One of the editors, Vickie Cooper, is a lecturer in Social Policy and Criminology at the Open University, while the other, David Whyte, is professor of Socio-Legal Studies at the University of Liverpool. He is also the editor of How Corrupt Is Britain, another scathing look at the UK under the Tories.

The book’s introduction by the editors is on the violence of austerity. After that it is divided into four sections, each on different aspects of austerity and its maltreatment of the poor.

Part 1, ‘Deadly Welfare’, contains the following chapters

  1. Mental Health and Suicide, by Mary O’Hara
  2. Austerity and Mortality, by Danny Dorling
  3. Welfare Reforms and the Attack on Disabled People, by John Pring
  4. The Violence of Workfare by Jon Burnett and David Whyte
  5. The Multiple Forms of Violence in the Asylum System by Victoria Canning
  6. The Degradation and Humiliation of Young People, by Emma Bond and Simon Hallsworth.

Part II, ‘Poverty Amplification’, has these

7. Child Maltreatment and Child Mortality, by Joanna Mack
8. Hunger and Food Poverty, by Rebecca O’Connell and Laura Hamilton
9. The Deadly Impact of Fuel Poverty, by Ruth London
10. The Violence of the Debtfare State, by David Ellis
11. Women of Colour’s Anti-Austerity Activism, by Akwugo Emejulu and Leah Bassel
12. Dismantling the Irish Peace Process, by Daniel Holder

Part III, ‘State Regulation’, includes

13. Undoing State Protection, by Steve Tombs
14. Health and Safety at the Frontline of Austerity, by Hilda Palmer and David Whyte
15. Environmental Degradation, by Charlotte Burns and Paul Tobin
16. Fracking and State Violence, by Will Jackson, Helen Monk and Joanna Gilmore
17. Domicide, Eviction and Repossession, by Kirsteen Paton and Vickie Cooper
18. Austerity’s Impact on Rough Sleeping and Violence, by Daniel McCulloch.

Part IV, ‘State Control’, has these chapters

19. Legalising the Violence of Austerity, by Robert Knox
20. The Failure to Protect Women in the Criminal Justice System, by Maureen Mansfield and Vickie Cooper
21. Austerity, Violence and Prisons, by Joe Sim
22. Evicting Manchester’s Street Homeless, by Steven Speed
23. Policing Anti-Austerity through the ‘War on Terror’ by Rizwaan Sabir
24. Austerity and the Production of Hate, by Jon Burnett.

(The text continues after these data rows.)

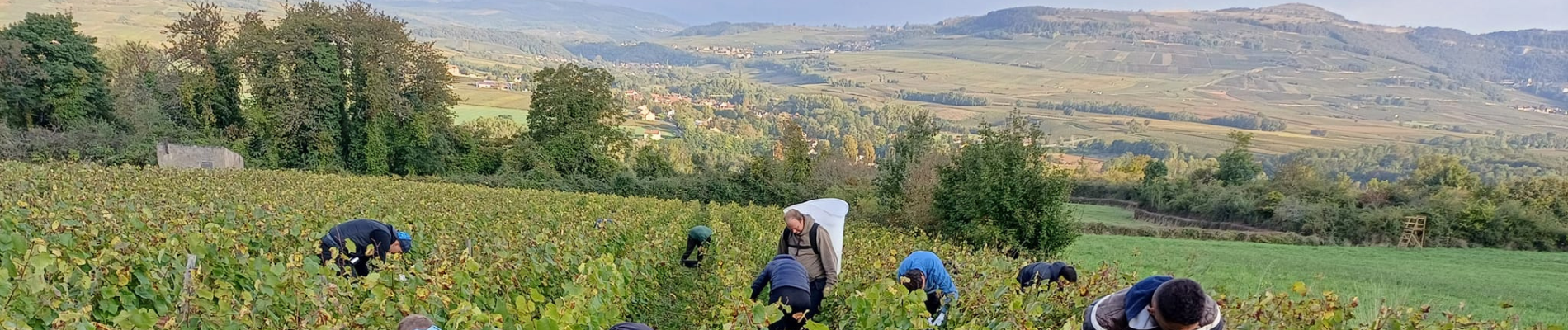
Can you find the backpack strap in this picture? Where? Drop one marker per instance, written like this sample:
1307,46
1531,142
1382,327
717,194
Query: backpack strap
815,251
784,243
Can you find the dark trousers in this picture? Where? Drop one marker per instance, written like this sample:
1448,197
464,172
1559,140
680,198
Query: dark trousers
352,266
815,296
796,300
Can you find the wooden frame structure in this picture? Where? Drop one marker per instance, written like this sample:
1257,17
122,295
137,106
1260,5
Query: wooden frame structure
1415,233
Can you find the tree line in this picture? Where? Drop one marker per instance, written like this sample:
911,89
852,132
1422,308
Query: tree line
1258,122
325,88
1322,193
1117,108
954,97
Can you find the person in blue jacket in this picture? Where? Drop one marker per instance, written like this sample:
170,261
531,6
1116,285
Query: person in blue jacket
1156,302
787,285
924,271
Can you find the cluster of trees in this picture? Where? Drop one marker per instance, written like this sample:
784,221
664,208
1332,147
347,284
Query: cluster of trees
324,88
1509,141
1305,197
1391,162
642,52
1117,108
1144,148
954,97
1258,122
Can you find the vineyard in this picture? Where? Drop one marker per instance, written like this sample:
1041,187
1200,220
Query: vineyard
109,248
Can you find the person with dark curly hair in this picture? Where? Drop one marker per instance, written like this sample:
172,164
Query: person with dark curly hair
1156,302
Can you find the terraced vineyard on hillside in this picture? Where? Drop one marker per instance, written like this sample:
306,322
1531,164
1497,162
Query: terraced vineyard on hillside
106,248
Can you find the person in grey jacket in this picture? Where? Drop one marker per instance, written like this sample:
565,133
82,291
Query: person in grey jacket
813,248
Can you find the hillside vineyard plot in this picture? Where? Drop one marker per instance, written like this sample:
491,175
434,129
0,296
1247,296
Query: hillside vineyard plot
107,248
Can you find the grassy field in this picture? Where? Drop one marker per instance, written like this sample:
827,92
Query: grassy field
468,113
1442,277
470,257
1108,214
1482,280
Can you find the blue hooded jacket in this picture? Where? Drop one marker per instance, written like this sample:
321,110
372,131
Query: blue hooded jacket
782,272
937,276
1141,295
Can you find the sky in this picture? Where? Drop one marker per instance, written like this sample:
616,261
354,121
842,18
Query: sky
1474,16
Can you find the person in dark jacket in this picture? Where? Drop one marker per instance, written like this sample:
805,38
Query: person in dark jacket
631,326
697,241
811,244
369,239
1046,274
1156,302
787,285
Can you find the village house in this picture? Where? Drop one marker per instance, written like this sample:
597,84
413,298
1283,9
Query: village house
196,157
494,85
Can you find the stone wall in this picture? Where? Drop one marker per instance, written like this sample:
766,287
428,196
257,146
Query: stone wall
198,157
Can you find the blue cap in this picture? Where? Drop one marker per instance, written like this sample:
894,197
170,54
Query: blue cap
407,241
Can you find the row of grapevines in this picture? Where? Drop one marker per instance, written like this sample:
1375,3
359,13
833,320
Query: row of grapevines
107,248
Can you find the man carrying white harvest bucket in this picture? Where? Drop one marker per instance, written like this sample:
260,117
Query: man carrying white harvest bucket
369,239
813,233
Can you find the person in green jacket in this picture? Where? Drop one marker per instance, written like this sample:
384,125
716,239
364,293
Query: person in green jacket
697,241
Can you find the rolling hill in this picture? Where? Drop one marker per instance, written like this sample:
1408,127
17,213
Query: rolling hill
1334,82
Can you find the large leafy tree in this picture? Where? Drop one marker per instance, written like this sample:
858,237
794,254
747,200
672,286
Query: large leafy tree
574,118
344,88
59,73
907,149
1003,191
796,152
210,82
1238,165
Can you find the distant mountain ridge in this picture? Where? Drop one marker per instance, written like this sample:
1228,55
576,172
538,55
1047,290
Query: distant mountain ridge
555,19
1503,55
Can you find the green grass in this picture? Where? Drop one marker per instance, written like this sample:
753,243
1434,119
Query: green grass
468,113
1106,214
1481,279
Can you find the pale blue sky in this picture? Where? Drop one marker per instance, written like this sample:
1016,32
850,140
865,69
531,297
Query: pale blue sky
1474,16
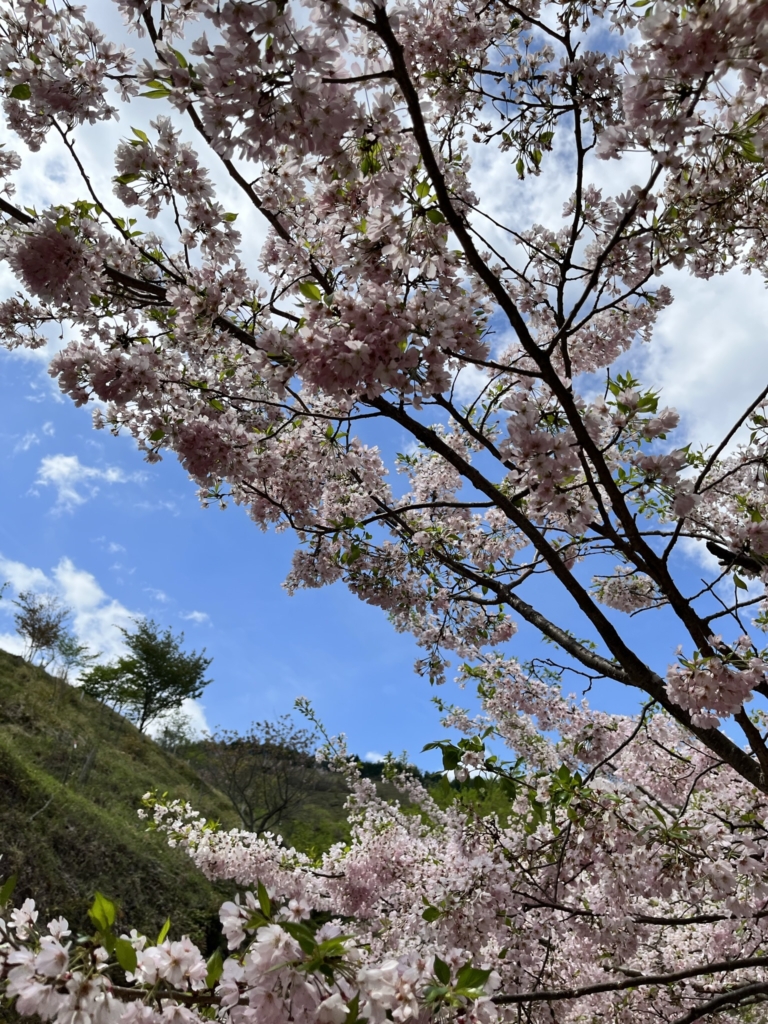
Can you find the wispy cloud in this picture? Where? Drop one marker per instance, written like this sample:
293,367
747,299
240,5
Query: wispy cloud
201,617
26,442
75,482
96,617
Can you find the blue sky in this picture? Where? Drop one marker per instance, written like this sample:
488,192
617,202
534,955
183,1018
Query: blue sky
85,516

These are all subjects that left-wing blogs like Vox Political, Another Angry Voice, Pride’s Purge have all covered and discussed. The last chapter, ‘Austerity and the Production of Hate’, is on a subject that Mike’s discussed several times in Vox Political: the way the Tory press and media justifies the savage attacks on the poor and disabled through stirring up hatred against them. Mike has published several articles on the way Tory propaganda has resulted in vicious attacks on the poor, particularly the homeless.

This violence and campaign of hatred isn’t going to stop after Boris’ victory, and his appeal for healing after the election is just rhetoric. He doesn’t want healing, he wants compliance and complacency. He doesn’t deserve them, and should not be given any, because from now on he and his party will only step up the attacks.

Don’t be taken in by establishment lies. Keep working to get him out!